A pesar de lo intolerable que parecen ser los crímenes de los curas en retiro, la película relativiza al crimen y revela cómo la moral del bien y el mal es el dispositivo perfecto para este último, la fábrica perfecta de lo perverso. La película trata de revelar una justicia institucional que ha perdido la facultad de juzgar: La moral católica ha perdido su capacidad de discernimiento sobre el bien y el mal, ella misma parece crear el mal, ya no es la luz que lo excluye, se trata más bien de un matrimonio entre el bien y el mal, de un condicionamiento. Por eso mismo, el espectador se ve obligado a acudir a una posición más ética que moral, es decir a una reflexión sobre las causas, a la relativización de las culpas, a la apreciación de los contextos generales, de las causas y de los efectos. En medio de una moral asfixiante de la iglesia (una moral que niega rotundamente la vida humana con sus pasiones y deseos, con sus buenas y malas caras), esta se ve sumergida en una entrecruzada ética donde su moral del bien y el mal la llevaría a su propia ruina. Si hablamos de bien y mal, el mal es parte constitutiva del ser humano y de la iglesia y esta última, como jueza sobre el bien y el mal sobre la sociedad, pierde por esto mismo, reconociendo su humanidad, inevitablemente su legítima posición jurídica: La maldad del juez debe ser necesariamente ocultada, escondida. (De una forma muy similar a como ocurre en el drama de Shakespeare Measure for measure.) La iglesia se pliega sobre sí misma, su necesaria base perversa entre el bien y el mal (su matrimonio y copulación eterna) la deja en un debate sin fin, en un juicio sin resultados posibles: El mal constituyente a todo ser humano y a la iglesia la mancharía de tal forma que su facultad de juzgar se desvanecería para siempre. La iglesia debe confrontarse con el monstruo que la habita, el ser humano y sus pasiones, sus perversiones y sus deseos: debe aceptar aquella ‘maldad’ que su moral misma (su luz incandescente) excluye y abraza.
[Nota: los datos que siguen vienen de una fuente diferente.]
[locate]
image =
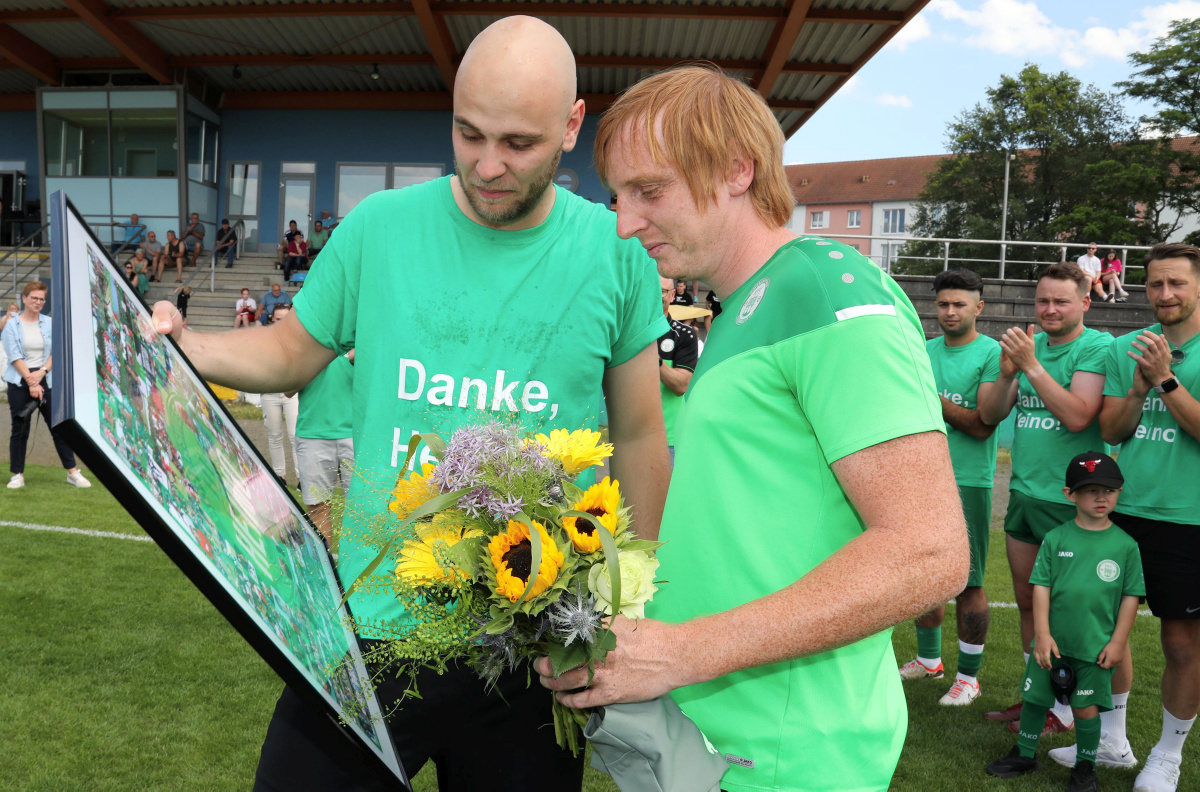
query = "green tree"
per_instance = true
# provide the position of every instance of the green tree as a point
(1056, 127)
Por más que a simple vista la película parece denunciar a la iglesia y a su doble moral, a su moral corrompida y maligna, esta va mucho más allá y de cierta forma la contempla en medio de un marco de claroscuros de la naturaleza humana; la película no excusa ni juzga más bien entiende críticamente a la iglesia, la entiende por medio de su humanidad, de su tragedia profundamente humana. Es el ser humano con sus contradicciones y con su nihilismo, con la negación de sus deseos, con su auto-represión, con el forjamiento de su otro mundo que se contradice y choca con el verdadero. El club es una película que logra retratar al hombre en medio de esa batalla interminable entre la luz y las tinieblas, ese hombre sin atributos, ese hombre gris y en constante génesis cuyos brotes violentos son síntomas de una tragedia humana desde los principios (desde el principio del universo) hasta nuestros días.